Se acercaba el momento de la muerte.
Los guardias de seguridad agarraron a Leo del brazo para escoltarlo hacia la salida.
Pero de repente Richard miró al chico —lo miró fijamente— y vio algo que nadie más había visto.
Sin arrogancia.
No llama la atención.
Preocupación genuina.
—Dijiste que no era un tumor —dijo Richard con voz ronca—. Entonces, ¿qué es?
Leo metió la mano en el bolsillo y sacó un pequeño frasco abollado de aceite de hierbas que su abuelo había usado cuando el polvo les obstruía los pulmones.
—Separo la basura todos los días —dijo Leo en voz baja—. Uno aprende a darse cuenta de lo que falta.
Anteriormente, Leo había visto un colgante de juguete roto colgando de un portabebés en el vestíbulo. Le faltaba una cuenta roja.
—Por favor —susurró—. Déjame intentarlo.
El médico jefe protestó enérgicamente: “¡Eso es absurdo!”
Richard estalló. “¡Me han dicho que mi hijo ha muerto! ¿Qué me queda por perder?”
Guarda silencio.
—Déjenlo en paz —ordenó Richard.
Leo dio un paso al frente.
La habitación estaba helada. La piel del bebé estaba pálida.
Los médicos observaban con los brazos cruzados, esperando el fracaso.
Leo colocó una pequeña gota de aceite debajo de la mandíbula del bebé para reducir la fricción. Luego presionó suavemente la zona hinchada.
Nada.
El monitor permaneció plano.
Isabelle sollozó aún con más intensidad.
—Basta ya —dijo el médico jefe—. Esto no tiene sentido.

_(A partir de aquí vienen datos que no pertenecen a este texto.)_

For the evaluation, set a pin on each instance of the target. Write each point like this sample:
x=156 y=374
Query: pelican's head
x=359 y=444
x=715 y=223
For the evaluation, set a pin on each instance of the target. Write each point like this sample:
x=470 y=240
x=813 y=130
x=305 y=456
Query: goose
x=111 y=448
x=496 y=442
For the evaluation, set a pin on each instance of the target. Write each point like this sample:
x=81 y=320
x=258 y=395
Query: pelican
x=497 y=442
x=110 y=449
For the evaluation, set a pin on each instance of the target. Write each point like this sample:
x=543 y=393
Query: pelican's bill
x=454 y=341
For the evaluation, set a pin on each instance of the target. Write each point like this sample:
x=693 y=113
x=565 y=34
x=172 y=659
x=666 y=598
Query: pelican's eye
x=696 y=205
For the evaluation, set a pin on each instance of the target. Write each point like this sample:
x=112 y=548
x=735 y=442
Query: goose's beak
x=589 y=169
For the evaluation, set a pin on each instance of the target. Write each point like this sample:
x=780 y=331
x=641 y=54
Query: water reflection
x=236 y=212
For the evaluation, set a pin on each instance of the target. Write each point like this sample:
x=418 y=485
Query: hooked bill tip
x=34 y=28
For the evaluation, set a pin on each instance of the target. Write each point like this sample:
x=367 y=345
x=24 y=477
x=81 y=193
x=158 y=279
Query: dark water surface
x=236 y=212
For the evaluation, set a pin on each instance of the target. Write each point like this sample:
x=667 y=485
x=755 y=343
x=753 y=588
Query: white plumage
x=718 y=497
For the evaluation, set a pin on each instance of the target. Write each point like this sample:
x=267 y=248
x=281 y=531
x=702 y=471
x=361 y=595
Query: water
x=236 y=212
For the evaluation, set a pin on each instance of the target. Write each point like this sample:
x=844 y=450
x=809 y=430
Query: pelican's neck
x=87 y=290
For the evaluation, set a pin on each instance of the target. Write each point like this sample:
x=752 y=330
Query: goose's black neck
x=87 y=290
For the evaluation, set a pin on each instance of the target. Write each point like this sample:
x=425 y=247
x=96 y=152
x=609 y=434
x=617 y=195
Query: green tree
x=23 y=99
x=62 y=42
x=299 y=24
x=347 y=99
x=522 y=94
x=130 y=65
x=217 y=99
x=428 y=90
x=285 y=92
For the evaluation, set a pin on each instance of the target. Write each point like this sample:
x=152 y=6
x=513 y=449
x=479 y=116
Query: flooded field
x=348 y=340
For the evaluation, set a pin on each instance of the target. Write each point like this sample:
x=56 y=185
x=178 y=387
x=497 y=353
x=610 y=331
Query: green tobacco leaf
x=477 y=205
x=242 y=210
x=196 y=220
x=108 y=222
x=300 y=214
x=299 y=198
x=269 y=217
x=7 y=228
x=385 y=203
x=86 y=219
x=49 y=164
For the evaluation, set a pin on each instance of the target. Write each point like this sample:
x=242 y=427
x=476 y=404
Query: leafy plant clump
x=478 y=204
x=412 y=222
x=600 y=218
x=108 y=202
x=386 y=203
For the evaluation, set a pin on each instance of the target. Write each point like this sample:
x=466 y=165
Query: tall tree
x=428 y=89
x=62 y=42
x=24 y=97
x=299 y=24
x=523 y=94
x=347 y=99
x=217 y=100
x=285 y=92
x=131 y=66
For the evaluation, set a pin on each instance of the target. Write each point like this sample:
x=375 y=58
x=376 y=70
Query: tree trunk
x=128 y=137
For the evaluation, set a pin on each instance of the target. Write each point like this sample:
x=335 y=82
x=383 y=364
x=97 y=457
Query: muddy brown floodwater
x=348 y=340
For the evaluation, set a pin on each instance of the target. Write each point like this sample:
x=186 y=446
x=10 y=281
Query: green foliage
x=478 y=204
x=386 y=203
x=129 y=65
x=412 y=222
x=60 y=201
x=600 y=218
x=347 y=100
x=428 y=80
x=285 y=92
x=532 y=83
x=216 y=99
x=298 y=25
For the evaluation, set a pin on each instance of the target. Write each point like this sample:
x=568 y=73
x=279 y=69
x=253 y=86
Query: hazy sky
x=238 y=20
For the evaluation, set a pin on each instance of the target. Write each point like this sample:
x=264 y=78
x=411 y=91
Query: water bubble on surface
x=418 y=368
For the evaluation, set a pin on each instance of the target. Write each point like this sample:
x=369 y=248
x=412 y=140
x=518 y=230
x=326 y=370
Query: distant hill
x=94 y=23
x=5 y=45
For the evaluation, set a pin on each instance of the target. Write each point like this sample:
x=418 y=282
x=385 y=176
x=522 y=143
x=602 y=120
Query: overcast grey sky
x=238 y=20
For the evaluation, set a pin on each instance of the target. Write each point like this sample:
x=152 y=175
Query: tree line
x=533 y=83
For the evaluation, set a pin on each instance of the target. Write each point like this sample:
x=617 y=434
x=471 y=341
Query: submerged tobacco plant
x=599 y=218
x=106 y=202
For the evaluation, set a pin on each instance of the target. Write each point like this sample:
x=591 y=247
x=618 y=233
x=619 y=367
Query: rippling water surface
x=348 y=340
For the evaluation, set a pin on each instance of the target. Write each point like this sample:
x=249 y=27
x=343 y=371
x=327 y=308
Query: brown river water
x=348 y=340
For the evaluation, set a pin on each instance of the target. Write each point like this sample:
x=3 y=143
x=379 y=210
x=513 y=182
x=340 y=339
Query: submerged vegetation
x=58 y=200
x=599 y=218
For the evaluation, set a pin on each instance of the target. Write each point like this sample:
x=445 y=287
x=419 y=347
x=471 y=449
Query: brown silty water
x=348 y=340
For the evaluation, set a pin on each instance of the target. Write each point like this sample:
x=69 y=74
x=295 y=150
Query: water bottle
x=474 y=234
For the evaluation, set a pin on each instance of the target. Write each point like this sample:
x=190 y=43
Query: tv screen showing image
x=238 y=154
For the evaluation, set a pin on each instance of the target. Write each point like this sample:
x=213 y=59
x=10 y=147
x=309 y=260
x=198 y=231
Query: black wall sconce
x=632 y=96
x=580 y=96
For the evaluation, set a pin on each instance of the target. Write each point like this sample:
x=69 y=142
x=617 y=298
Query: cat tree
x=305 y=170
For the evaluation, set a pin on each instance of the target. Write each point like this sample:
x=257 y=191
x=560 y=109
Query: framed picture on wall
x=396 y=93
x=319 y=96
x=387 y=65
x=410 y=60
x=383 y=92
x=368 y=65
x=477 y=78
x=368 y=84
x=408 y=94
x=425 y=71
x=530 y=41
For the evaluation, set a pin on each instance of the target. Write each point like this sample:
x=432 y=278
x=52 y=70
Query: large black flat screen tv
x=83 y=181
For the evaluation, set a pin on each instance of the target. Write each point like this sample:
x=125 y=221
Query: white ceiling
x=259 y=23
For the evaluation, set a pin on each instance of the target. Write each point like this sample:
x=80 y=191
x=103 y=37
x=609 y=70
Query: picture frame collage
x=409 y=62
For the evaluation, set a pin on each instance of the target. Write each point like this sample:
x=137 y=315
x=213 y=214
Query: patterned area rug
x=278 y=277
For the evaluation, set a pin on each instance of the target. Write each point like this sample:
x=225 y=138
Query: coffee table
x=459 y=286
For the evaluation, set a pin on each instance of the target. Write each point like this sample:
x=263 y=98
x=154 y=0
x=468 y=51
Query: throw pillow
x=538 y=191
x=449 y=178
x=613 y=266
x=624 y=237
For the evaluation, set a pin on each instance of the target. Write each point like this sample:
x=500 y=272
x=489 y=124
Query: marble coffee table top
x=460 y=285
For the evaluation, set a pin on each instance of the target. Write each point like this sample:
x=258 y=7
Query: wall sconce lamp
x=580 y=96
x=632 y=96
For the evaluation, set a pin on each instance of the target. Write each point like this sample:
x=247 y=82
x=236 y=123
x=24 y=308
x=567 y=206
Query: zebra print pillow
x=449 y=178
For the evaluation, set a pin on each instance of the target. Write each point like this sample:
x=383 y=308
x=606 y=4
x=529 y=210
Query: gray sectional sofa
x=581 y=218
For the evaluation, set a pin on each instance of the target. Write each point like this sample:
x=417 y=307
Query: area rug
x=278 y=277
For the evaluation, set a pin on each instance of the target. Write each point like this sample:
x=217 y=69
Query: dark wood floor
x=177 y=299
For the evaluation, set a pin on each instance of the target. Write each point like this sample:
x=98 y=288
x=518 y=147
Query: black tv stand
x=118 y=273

Las fuerzas de seguridad volvieron a intentar detener a Leo.
Entonces-
Una leve vibración bajo sus dedos.
Leo actuó de inmediato.
Levantó al bebé ligeramente y lo inclinó hacia abajo, tal como su abuelo le había enseñado una vez cuando un gatito callejero se asfixió con un trozo de plástico.
Una bofetada firme.
Dos.
Tres.
Un médico gritó: “¡Alto! ¡Está provocando un trauma!”
Cuatro.
Leo presionó debajo de la mandíbula y dio una embestida rápida y potente.
Una pequeña pelota de plástico roja salió disparada y rebotó sobre el suelo de mármol con un chasquido seco.
Por un instante, se produjo un silencio incómodo.
Entonces-
Un grito.
Fuerte. Potente. Vibrante.
El monitor cardíaco prácticamente explotó, mostrando líneas verdes irregulares.
Bip.
Respiración.
Vida.
Los médicos permanecieron allí, pálidos y sin palabras.
No era un tumor.
El bebé se había asfixiado con una cuenta que se le había alojado en las vías respiratorias y que estaba oculta bajo una hinchazón.
Las máquinas buscaban enfermedades.
Leo buscaba algo pequeño y auténtico.
Isabelle rompió a llorar —esta vez de alivio— y se aferró a su bebé que lloraba.
Richard se giró lentamente hacia Leo.